"Going to Law"

Symbolism, Imagery, Allegory

This phrase is repeated throughout the book, generally in regards to Mr. Tulliver. "Going to law" is essentially a sort of old-fashioned way of saying "getting involved in legal proceedings," or a lawsuit. Mr. Tulliver is of course oddly fixated on the law. We start hearing about his hatred of lawyers from the first chapter, where he notes that they were created by the devil. And it is his involvement with a lawsuit that leads to a dramatic reversal of the Tulliver family fortunes.

So what is so significant about the law, besides its role as a plot device? Well, Mr. and Mrs. Tulliver are characterized in terms of their relationship to the law. Both view the law and legal proceedings in old-fashioned terms. Mrs. Tulliver seems to have some sort of superstitious aversion to the law, not understanding it beyond a vague notion that it causes problems. Mr. Tulliver also seems rather mystified by the law. He wants Tom to get a good education so that he can be on par with smarty-pants lawyers, after all. Mr.
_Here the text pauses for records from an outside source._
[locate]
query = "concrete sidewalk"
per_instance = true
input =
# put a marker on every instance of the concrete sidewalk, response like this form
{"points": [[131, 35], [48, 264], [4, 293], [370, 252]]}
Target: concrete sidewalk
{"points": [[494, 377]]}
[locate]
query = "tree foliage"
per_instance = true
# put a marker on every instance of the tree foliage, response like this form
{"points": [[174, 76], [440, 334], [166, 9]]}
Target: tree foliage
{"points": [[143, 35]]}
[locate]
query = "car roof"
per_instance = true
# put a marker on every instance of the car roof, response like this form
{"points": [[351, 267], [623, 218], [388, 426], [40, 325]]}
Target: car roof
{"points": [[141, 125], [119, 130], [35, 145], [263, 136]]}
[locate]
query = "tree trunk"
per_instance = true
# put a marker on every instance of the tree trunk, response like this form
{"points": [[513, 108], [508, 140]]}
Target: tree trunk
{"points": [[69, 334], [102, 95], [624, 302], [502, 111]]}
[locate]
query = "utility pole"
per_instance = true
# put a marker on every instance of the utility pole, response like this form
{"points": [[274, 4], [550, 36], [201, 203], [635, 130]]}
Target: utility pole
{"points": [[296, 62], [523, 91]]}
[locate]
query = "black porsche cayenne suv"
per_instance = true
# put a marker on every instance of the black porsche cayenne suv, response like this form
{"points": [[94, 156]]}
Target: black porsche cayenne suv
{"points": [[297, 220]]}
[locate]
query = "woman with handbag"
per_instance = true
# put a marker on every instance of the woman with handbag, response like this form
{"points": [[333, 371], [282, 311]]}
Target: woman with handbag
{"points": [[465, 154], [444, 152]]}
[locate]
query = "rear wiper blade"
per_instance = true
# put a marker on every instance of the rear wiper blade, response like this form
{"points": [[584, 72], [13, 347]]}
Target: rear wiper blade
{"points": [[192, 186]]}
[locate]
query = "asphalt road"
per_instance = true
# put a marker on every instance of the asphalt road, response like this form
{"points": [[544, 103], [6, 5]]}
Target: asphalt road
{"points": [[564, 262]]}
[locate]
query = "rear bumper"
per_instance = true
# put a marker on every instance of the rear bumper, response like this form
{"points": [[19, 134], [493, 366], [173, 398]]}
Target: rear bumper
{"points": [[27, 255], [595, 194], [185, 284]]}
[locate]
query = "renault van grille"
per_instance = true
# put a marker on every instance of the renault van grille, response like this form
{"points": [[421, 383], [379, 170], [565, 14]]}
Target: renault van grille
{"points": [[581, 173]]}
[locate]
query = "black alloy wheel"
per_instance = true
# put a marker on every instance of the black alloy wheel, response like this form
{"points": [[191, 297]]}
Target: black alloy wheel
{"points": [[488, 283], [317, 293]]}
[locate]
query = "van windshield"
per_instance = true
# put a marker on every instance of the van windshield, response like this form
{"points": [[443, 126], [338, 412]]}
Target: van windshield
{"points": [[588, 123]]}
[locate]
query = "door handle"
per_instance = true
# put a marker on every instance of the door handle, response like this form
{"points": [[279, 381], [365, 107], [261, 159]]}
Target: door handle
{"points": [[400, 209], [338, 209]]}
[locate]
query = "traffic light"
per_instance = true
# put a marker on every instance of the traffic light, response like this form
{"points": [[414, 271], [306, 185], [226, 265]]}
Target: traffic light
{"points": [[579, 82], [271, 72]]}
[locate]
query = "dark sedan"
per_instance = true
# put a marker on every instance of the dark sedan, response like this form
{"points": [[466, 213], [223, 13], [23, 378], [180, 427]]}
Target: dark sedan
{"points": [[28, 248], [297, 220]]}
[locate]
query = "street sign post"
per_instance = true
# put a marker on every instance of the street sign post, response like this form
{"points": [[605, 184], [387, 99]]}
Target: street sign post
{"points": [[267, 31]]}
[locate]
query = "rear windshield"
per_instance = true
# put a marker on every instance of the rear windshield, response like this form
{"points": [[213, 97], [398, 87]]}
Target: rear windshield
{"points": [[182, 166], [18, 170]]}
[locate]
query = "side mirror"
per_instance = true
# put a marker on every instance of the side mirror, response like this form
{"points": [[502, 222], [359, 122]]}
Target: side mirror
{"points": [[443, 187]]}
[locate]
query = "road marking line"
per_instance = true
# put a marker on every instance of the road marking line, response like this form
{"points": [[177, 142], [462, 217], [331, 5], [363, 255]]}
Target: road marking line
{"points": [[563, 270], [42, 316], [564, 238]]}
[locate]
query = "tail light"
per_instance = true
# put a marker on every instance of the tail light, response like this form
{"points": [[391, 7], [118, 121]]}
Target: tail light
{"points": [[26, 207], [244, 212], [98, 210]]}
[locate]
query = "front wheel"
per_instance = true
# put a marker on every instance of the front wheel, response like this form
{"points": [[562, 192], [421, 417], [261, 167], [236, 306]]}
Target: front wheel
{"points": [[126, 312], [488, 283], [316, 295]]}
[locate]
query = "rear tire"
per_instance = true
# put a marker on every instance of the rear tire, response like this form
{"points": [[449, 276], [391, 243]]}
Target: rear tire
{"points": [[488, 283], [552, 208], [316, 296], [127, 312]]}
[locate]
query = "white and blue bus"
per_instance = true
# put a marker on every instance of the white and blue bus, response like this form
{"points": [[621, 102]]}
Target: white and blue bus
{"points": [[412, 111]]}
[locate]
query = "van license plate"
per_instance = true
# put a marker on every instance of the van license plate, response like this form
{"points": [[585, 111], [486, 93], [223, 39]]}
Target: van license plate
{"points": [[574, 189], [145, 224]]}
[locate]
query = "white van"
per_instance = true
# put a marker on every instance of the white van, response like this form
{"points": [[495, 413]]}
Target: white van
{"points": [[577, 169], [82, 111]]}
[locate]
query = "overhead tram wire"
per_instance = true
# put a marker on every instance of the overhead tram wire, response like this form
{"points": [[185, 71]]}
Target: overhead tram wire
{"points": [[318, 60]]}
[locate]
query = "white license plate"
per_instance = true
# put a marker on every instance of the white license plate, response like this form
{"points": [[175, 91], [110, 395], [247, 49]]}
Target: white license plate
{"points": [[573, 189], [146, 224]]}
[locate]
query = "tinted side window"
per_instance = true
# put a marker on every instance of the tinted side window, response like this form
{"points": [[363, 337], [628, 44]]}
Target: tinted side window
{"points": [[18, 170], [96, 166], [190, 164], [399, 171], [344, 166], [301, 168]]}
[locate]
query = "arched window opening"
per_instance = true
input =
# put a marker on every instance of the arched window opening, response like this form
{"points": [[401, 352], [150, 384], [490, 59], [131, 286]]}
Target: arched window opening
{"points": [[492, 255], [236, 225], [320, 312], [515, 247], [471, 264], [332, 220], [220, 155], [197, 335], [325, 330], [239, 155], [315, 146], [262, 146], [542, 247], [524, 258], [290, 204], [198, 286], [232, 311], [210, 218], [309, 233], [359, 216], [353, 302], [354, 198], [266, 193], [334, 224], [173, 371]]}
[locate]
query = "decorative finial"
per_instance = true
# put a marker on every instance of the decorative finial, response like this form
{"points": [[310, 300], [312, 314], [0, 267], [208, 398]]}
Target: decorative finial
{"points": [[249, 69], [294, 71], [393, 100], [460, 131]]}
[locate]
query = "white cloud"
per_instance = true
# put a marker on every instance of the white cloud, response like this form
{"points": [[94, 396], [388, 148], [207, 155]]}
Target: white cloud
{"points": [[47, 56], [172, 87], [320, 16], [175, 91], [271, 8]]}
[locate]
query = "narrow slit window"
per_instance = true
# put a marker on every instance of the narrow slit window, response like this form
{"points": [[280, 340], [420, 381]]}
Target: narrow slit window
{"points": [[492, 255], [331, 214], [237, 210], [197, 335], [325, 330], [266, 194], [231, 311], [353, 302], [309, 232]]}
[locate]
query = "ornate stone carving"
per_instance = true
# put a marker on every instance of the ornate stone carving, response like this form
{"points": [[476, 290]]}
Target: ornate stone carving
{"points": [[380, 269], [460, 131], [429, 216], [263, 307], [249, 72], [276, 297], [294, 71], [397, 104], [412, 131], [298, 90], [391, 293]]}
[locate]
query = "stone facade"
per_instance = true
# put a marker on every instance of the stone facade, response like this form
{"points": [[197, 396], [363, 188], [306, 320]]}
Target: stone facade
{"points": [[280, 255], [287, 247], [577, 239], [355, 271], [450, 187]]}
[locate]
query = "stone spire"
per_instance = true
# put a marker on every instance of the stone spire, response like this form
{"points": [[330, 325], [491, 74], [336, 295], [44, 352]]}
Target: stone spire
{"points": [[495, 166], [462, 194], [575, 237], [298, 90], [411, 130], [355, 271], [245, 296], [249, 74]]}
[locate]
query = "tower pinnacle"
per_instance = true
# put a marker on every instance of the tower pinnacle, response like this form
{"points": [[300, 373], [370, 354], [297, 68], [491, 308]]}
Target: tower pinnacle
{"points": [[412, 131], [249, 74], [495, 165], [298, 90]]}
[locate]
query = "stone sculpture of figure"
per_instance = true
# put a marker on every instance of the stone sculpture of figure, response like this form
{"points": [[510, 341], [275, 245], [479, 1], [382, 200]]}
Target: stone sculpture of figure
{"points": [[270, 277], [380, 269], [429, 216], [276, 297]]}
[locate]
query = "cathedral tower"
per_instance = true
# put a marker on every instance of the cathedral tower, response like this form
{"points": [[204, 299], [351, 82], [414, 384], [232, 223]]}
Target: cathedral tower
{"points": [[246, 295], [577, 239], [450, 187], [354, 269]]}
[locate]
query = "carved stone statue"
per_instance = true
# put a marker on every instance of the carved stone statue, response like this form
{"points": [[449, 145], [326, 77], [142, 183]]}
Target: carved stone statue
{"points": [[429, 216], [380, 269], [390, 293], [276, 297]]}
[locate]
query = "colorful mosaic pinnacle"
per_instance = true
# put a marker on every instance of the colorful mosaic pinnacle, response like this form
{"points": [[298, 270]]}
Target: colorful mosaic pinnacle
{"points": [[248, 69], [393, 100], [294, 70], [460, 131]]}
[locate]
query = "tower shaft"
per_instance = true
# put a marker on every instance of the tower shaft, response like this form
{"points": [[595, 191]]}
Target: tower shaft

Tulliver also views the law in very superstitious, old-fashioned terms, given his views on how the devil created lawyers. Mr. Tulliver’s thoughts on the law shed light on his character:

Mr. Tulliver was on the whole a man of safe traditional opinions; but on one or two points he had trusted to his unassisted intellect and had arrived at several questionable conclusions, among the rest, that rats, weevils, and lawyers were created by Old Harry [the devil]. (1.3.2)

The law basically stands in for modern life in general, which the old-fashioned Tullivers find really confusing. The ways that characters view the law represents their non-modern or else modern understandings of the world. What does it mean to have a modern world view? Here’s an explanation, using some metaphors:

It is clear that the irascible miller was a man to interpret any chance shot that grazed him as an attempt on his own life, and was liable to entanglements in this puzzling world which [...] required the hypothesis of a very active diabolical agency to explain them. It is still possible to believe that [Wakem] was not more guilty towards him, than an ingenious machine which performs its work." (3.7.10) (To see this quote in full with commentary check out the "Society and Class Quotes.")

The law here is basically an impersonal machine, part of a modern world of factories and banks and lawsuits. Characters like the Tullivers are sort of stumbling around in this world blindly. Mr. Tulliver still sees the world in terms of the devil, "Old Harry," while Mr. Wakem sees the world in terms of profits and clients and impersonal business transactions. Wakem is a machine doing his job. This is probably why Mr. Wakem assumed Mr. Tulliver was drunk right before Tulliver attacked him; having some sort of blood-feud just isn’t Wakem’s style, since it's not modern. Wakem takes revenge by buying people’s property, not beating them up. Overall, the law represents modern society and helps us to better understand character’s places in this "puzzling" world of lawsuits and legal procedure.